I think Paul said it perfect. We over complicate things to the very extreme. MD5 is a perfectly good has algorithm. Using some other is just a waste of CPU power. The likely hood of two files having the same MD5 is 2^128. Compound this with other factors like the two files in question are going to exist in the universe of document that you are testing and the statistics get even slimmer.
If you want something cheap and effective, try this
http//noclone.net
Using SHA1 is not a waste of CPU power in this case, as computing hashes is limited by disk I/O and not by how much computation is required for the hash. (Even computing MD5, SHA1, SHA-256, and SHA-512 simultaneously should be I/O-bound.)
The likely hood of two files having the same MD5 is 2^128.
No, the chance of two particular files having the same MD5 hash is 1 in 2**128, not any two files. If you have drawn an Ace the chance of drawing a second Ace is not the same as the chance of drawing any Pair from a deck.
The chance of two files having the same MD5 hash value will be 1/(2^128), roughly equal to 1/(3.4 X 10^38), or roughly the chance of one in 340 billion billion billion billion.
Yes, and the chance of a random MD5 collision in a set of N files is roughly N^2/2^129.
Yes sorry for the typo 1^128. My point is still that the reality of you having an MD5 collision is so remote that why worry about it. The courts have validated it as a valid method of fingerprinting a file.
MD5 is not safe, see example of MD5 collisions
http//
MD5 is not safe, see example of MD5 collisions
http//noclone.net/info/Trueduplicate.aspx
VERY clear sentence roll
Why MD5 is not reliable?
Some of the duplicate finding software in the market uncovers duplicate files by comparing MD5 hash string of file content. However it is not reliable that there is a chance of MD5 hash collision.
I like how the article expands on the computation of probabilities of an MD5 collision…. 😯
Unfortunately the actual "example" has no working links…. (
But they are here wink
http//
http//
It seems to me like the example is a "forged" one, i.e. something intentionally written, since there are only 6 bytes difference in FC /B ?

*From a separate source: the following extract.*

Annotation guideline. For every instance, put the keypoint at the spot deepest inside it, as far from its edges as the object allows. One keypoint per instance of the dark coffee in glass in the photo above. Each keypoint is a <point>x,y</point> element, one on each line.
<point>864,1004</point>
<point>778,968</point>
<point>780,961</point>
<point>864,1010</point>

C\Downloaded\testnoclone>fc /B hello.exe erase.exe
Confronto in corso dei file hello.exe e ERASE.EXE
00000953 09 89
0000096D 86 06
0000097B 91 11
00000993 28 A8
000009AD 54 D4
000009BB E8 68
…. the "scaring string" is present also in the "harmless" hello.exe….
jaclaz
Yes, "hello" and "erase" are intentionally-produced collisions. There's a little "evilize" program that will allow you to generate such executables.